About Kathleen

Kathleen S. Schmitt spent three years in El Salvador, working directly with people of all ages who are members of the parish of Santisima Trinidad, the Episcopal Church of El Salvador. The church is located in San Martin just outside of San Salvador.

In the 1970s, Kathleen and her spouse Ed adopted two indigenous children in Canada before they discovered what was called the “60’s Scoop”, a federal plan to remove indigenous children from their families to assimilate them into the dominant culture of the land. While the Schmitts had not specifically requested indigenous children, over time, they learned a great deal about the indigenous people’s situation in Canada and saw that they had been co-opted into that program.
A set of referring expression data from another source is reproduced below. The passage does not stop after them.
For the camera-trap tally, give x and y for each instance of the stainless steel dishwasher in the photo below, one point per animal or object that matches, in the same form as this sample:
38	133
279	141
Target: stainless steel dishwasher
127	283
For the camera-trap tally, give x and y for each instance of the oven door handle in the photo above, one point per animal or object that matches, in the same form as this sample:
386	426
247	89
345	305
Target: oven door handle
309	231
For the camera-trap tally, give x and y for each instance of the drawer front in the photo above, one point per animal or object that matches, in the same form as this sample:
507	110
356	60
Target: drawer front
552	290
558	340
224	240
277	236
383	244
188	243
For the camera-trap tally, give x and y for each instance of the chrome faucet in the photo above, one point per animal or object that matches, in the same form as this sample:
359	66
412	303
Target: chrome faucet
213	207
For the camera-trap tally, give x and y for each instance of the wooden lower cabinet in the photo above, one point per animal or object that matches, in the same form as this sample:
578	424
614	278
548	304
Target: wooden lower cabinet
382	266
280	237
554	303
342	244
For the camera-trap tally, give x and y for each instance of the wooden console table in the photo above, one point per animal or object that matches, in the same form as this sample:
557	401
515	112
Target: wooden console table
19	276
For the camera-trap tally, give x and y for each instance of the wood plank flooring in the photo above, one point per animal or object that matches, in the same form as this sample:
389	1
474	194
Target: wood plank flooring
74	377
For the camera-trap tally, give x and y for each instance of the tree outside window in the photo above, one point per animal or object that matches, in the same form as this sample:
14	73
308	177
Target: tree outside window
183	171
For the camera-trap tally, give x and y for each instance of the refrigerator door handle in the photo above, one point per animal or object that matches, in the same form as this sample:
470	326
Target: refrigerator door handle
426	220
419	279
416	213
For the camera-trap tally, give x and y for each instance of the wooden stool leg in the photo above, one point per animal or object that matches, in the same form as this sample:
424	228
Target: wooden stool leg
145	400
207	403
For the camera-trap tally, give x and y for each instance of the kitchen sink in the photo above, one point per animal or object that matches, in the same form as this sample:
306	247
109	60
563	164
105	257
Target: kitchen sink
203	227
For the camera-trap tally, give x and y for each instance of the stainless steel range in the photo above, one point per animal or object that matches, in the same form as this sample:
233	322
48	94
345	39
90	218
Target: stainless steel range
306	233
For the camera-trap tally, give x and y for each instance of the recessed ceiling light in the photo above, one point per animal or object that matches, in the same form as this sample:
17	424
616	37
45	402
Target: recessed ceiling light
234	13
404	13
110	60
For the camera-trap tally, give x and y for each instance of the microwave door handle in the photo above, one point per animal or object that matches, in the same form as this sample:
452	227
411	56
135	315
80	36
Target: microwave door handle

At this time, their daughter lives in a mountain community of British Columbia where she works as a counsellor. Their son who suffered from multiple sclerosis passed away due to complications with Covid in 2021.

Kathleen also gained insights about indigenous peoples and their struggles in other parts of the world, particularly Central America. This interest later led the Schmitts to El Salvador. Seeing that representing the minds of Salvadoran people would be difficult for a non-Salvadoran, Kathleen created the identity of her protagonist Hildie as half-Salvadoran with a European Canadian mother. Growing up in Canada with her maternal uncle, therefore, Hildie would have a European identity while suffering rejection from many of her peers because of her skin colour and indigenous heritage. Writing about racism in Canada was not difficult, as the author saw how racism affected her children and many others.

Kathleen is working on two sequels to Getting a LifeFinding Jaguar Woman and Issues of Trust, which will become the trilogy called Hildie’s Quest.

Kathleen’s novel, Magnificat: Song of Justice, also based on Central America, will be published by Inanna Publications in Toronto, Canada in the spring of 2024.

Kathleen served for twenty years as a priest in the Anglican Church of Canada in the dioceses of Edmonton, New Westminster (Vancouver), El Salvador, and Rupertsland (Manitoba). She gained her B.A. and Master of Divinity degrees in Texas and later completed her Doctor of Ministry degree in Edmonton, Alberta. She and Ed live in Burnaby, British Columbia, Canada.